When they appeared, the photo jocks would be welcomed appropriately.

  Two RF-101 Voodoos flew out of Tan Son Nhut Air Base in Saigon. One was piloted by Captain Hershel S. Morgan, who had flown more than ninety sorties in the previous six months. After his pass over the bridge through the flak storm, he proceeded south to his second photo objective, a radar site near the coast. There he ran flat out of luck. Antiaircraft fire crippled his jet, and he limped away, running out of altitude. Scotty Morgan ejected near Vinh, a provincial capital seventy-five miles south of Thanh Hoa, and spent the next seven years as a prisoner of the North Vietnamese.

  When the reconnaissance photos from the surviving Voodoo were developed hours later, it was found that 32 Bullpups and 120 750-pound bombs had barely dented the Dragon’s Jaw.

  The other two bridges targeted that day were down, but the Dragon’s Jaw was a much tougher target. In the military, which is apt to keep repeating a failed experiment, the saying goes, “If the first hammer blow fails, hit it again, and again and again…”

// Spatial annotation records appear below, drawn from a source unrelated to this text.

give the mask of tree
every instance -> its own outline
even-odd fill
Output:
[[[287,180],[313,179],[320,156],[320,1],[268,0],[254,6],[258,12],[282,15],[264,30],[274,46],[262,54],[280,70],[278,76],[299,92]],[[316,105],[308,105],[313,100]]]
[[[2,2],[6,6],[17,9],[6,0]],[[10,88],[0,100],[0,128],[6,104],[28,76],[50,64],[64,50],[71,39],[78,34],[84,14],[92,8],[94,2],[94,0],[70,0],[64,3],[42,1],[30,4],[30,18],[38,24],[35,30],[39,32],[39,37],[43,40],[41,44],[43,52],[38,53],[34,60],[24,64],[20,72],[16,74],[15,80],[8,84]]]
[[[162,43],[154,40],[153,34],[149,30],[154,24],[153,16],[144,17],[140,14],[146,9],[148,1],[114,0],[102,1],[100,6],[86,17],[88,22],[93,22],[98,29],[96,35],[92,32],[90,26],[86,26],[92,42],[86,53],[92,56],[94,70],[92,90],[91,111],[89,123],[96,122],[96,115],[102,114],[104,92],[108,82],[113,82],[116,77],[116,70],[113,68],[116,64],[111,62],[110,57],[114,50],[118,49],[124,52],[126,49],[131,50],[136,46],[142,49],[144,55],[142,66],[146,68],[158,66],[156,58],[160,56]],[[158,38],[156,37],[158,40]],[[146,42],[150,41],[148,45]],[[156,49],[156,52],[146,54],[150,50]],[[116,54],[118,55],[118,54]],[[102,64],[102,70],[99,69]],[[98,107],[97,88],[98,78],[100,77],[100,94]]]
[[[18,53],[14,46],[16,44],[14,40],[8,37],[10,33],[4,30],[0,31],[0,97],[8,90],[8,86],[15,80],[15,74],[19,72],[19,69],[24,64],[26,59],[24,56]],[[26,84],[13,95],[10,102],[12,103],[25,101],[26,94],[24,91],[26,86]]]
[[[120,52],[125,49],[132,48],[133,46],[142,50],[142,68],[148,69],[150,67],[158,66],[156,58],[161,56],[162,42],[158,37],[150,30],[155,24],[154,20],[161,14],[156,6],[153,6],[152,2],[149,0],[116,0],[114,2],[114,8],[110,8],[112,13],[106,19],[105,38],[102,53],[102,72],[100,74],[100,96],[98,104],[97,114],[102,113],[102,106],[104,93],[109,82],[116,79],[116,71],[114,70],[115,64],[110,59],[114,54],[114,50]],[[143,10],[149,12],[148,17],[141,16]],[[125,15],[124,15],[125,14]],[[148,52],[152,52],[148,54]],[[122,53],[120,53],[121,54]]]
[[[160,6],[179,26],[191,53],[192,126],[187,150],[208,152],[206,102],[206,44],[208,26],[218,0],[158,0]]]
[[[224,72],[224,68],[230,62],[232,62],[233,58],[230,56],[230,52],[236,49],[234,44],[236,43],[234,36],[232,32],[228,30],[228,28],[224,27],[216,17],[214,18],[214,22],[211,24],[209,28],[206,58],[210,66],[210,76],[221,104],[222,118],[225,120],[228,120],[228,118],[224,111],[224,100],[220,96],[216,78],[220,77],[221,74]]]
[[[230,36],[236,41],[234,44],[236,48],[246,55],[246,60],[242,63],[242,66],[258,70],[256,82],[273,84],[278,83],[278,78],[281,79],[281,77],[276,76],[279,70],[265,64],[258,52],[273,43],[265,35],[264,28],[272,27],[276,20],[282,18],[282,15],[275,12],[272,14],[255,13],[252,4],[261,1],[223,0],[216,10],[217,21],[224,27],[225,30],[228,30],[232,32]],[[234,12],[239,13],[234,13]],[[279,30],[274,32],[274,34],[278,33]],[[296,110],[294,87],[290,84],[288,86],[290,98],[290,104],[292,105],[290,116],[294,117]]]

  More hammer blows were coming. A second mission led by Robbie Risner was immediately laid on for the following day.

  CHAPTER 4

  “HE DID NOT WANT ANY MORE MIGS SHOT DOWN”

  The next day’s attack had a few new twists. Forty-eight F-105 bombers supported by twenty combat air patrol fighters and weather report F-100s arrived at the Dragon’s Jaw shortly before 11 A.M. on April 4. No flak suppressors accompanied the bombers. One possible reason was that damage assessment photos showed the previous day’s efforts had caused minimal damage to the flak sites guarding the bridge. A more likely reason was that the decision was made to use every available plane to attack the bridge. In any event, this day there would be no flak suppressors.